Katherine Ryan: Glitter Room on Netflix
Note: This review is from 2019
Katherine Ryan’s latest stand-up show has a lost a little something in the transition from stage to Netflix. Live, her charisma and playfulness comes through a little stronger than on screen, to better sugar the more abrasive edges of her humour.
For Glitter Room is packed to bursting with attitude, primarily in the way she champions a family unit that’s different from the norm. She’s a single mum, and delighted to be that way, flying in the face of the perceived view that women have to ‘attract’ a man to be successful.
Being able to buy a London flat from her own labours is the trophy to prove otherwise. Yet when her daughter Violet’s bedroom was done out in the sparkles that gives the show its name, her builder told her ‘no man will want to live here’. Which was exactly the point for a comedian who is the very epitome of the strong, independent woman. Contrast, too, how Ryan just gets on with motherhood whereas a single man would be lauded for just covering the basics.
It’s easy to get the idea Ryan is down on men. Calling them ‘natures's guns’ gives that sort of impression. But she insists she adores them; it’s the toxic masculinity that harms all genders that’s the issue. That plus what you could call a ‘toxic femininity’ that obsesses on appearance above all else - culminating in the notion, made wonderfully preposterous in Ryan’s hands, of the ‘revenge body’.
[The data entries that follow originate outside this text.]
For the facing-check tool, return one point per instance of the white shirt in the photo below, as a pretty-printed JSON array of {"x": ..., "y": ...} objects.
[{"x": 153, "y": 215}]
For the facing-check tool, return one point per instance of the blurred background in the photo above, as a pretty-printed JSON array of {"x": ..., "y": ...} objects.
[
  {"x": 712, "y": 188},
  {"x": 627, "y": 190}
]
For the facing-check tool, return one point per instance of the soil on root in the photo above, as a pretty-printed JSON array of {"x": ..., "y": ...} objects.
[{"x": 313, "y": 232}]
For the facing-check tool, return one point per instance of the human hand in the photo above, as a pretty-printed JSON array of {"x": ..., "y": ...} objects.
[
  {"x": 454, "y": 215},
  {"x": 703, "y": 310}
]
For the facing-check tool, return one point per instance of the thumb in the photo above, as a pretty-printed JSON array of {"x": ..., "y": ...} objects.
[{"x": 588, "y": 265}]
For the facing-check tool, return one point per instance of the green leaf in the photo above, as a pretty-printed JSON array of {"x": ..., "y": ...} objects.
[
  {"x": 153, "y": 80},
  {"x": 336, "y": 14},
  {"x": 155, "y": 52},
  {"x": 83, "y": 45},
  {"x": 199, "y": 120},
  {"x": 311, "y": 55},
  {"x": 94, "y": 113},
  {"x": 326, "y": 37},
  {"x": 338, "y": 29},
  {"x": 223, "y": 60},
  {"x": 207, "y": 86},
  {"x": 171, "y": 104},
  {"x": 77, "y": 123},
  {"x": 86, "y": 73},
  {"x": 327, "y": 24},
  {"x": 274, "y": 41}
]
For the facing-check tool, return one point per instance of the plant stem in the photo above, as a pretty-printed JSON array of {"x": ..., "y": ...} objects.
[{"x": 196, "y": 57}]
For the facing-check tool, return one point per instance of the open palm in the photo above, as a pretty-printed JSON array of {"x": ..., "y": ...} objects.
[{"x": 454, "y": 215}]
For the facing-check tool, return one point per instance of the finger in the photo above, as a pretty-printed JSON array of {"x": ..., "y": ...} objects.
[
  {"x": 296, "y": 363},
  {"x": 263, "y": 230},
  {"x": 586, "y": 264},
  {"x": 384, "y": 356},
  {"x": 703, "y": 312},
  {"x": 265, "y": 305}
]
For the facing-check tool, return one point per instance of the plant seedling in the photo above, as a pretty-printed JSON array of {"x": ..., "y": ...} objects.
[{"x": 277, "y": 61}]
She’s flawed in her own feminism, however, and admitting to jetting to Japan to be with a bloke because he demanded it. Now she can look back and laugh at her stupidity, inviting us to do so too – hoping, perhaps, in subtly alerting other women to the fact they have choices. It’s a rare story when her own actions are subjected to the withering wit she generally aims outwards. Even when she’s mocking the one-woman protest she claims to have started during a performance of Hamilton, it’s the founding father’s abuse of masculine power that’s the real butt of the joke.
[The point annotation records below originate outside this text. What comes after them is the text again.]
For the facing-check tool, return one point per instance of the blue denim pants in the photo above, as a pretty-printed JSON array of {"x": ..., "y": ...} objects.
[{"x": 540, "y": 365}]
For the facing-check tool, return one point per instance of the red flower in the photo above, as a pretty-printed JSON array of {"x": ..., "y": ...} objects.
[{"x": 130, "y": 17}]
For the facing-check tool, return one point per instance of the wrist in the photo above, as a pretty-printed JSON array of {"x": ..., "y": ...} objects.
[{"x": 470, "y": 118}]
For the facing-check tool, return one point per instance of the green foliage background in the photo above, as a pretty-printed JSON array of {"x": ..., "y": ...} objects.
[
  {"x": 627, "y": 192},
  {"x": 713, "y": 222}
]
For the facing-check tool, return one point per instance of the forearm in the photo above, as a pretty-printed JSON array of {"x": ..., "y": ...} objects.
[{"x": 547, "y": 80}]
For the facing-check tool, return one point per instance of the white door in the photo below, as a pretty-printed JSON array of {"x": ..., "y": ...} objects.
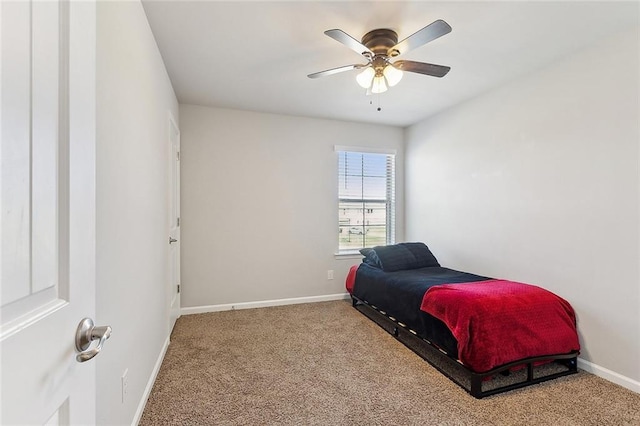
[
  {"x": 174, "y": 223},
  {"x": 47, "y": 157}
]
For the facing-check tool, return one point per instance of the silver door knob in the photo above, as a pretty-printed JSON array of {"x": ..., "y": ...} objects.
[{"x": 85, "y": 334}]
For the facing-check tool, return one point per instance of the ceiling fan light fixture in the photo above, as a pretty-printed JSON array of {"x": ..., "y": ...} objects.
[
  {"x": 392, "y": 74},
  {"x": 379, "y": 85},
  {"x": 365, "y": 78}
]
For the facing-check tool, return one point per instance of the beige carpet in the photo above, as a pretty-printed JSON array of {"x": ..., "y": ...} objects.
[{"x": 327, "y": 364}]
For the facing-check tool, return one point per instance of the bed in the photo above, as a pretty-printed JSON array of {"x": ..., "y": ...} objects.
[{"x": 485, "y": 334}]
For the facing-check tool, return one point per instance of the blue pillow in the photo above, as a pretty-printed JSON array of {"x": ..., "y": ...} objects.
[
  {"x": 370, "y": 258},
  {"x": 398, "y": 257}
]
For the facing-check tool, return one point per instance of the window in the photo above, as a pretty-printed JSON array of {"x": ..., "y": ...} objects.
[{"x": 366, "y": 199}]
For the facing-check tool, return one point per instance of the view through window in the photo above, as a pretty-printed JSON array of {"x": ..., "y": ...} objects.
[{"x": 366, "y": 200}]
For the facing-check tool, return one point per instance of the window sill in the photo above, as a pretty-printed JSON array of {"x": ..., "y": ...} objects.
[{"x": 347, "y": 255}]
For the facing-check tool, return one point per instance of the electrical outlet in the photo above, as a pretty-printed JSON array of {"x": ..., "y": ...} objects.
[{"x": 125, "y": 384}]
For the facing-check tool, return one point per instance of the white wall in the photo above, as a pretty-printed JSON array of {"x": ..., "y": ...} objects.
[
  {"x": 538, "y": 181},
  {"x": 134, "y": 99},
  {"x": 259, "y": 210}
]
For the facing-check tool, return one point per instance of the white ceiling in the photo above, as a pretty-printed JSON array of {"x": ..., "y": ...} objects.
[{"x": 256, "y": 55}]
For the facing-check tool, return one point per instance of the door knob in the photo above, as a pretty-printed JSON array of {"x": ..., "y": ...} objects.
[{"x": 85, "y": 334}]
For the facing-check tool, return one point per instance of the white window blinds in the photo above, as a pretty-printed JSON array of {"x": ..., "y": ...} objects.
[{"x": 366, "y": 200}]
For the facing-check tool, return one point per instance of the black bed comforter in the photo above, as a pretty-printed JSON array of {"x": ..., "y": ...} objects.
[{"x": 400, "y": 294}]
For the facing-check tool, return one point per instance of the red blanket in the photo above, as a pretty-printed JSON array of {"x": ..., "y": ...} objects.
[{"x": 497, "y": 321}]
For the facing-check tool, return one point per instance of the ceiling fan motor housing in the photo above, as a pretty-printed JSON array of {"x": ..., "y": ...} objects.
[{"x": 380, "y": 41}]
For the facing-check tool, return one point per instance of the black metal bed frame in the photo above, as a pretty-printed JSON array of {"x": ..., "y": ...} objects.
[{"x": 458, "y": 372}]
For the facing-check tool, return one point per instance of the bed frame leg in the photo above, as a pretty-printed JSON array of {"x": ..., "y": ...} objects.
[{"x": 476, "y": 386}]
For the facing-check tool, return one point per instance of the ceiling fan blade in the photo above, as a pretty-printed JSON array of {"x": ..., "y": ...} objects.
[
  {"x": 422, "y": 68},
  {"x": 429, "y": 33},
  {"x": 349, "y": 41},
  {"x": 336, "y": 70}
]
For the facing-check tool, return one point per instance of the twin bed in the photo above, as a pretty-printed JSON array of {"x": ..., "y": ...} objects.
[{"x": 487, "y": 335}]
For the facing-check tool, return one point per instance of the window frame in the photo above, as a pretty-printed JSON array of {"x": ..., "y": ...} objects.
[{"x": 391, "y": 205}]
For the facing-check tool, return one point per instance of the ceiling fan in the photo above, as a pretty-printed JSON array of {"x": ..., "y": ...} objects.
[{"x": 378, "y": 47}]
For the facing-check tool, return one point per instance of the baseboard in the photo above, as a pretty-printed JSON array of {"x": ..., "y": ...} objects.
[
  {"x": 609, "y": 375},
  {"x": 150, "y": 382},
  {"x": 263, "y": 303}
]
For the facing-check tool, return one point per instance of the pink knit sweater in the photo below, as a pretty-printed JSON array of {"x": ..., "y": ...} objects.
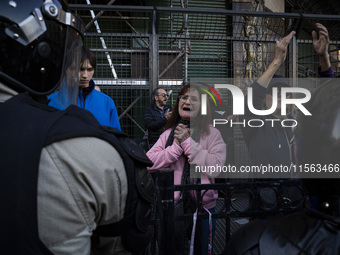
[{"x": 211, "y": 151}]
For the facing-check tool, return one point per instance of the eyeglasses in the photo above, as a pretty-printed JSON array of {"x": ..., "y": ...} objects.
[
  {"x": 193, "y": 100},
  {"x": 163, "y": 95}
]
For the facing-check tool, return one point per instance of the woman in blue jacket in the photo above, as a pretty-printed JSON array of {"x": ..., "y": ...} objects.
[{"x": 99, "y": 104}]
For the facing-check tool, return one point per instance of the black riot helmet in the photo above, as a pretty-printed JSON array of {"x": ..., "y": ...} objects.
[
  {"x": 318, "y": 140},
  {"x": 40, "y": 46}
]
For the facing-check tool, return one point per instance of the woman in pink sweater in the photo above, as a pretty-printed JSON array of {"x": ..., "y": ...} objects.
[{"x": 189, "y": 138}]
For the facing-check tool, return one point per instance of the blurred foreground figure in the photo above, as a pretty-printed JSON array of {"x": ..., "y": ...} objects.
[{"x": 314, "y": 230}]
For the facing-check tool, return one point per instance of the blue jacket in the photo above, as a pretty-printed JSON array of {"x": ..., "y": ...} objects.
[{"x": 99, "y": 104}]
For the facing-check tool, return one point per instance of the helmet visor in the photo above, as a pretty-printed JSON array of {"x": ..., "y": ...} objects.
[{"x": 69, "y": 83}]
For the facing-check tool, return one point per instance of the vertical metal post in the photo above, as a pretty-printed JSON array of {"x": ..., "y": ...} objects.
[
  {"x": 294, "y": 64},
  {"x": 167, "y": 218},
  {"x": 153, "y": 54},
  {"x": 186, "y": 43}
]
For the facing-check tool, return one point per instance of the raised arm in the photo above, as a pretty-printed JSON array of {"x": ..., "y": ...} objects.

Not all Ryan’s jokes are lobbed at patriarchal norms, even if most are. She’s waspish about the WASPs, epitomised by her perfectly middle-class yummy mummy neighbour Jane, whose smug marriage is forensically dissected here. You do not want to get on the wrong side of Ryan during the school run.
Ryan’s short, stinging jokes come at a rapid rate especially the start of the special. She does not want to lure you in gently, but barrels out full pelt, with a ‘take it or leave it’ attitude that seems pushier from the sofa that a theatre seat.
Her rate eventually slows, with a couple of longer, slightly less successful, routines such as her supposed stalking of Anna Kendrick, offering a respite from her campaigning comedy against the spurious stigmas society throws up.
For Glitter Room is overwhelmingly comedy with a purpose, which makes it feel contemporary and relevant, without lessening the barrage of punchlines.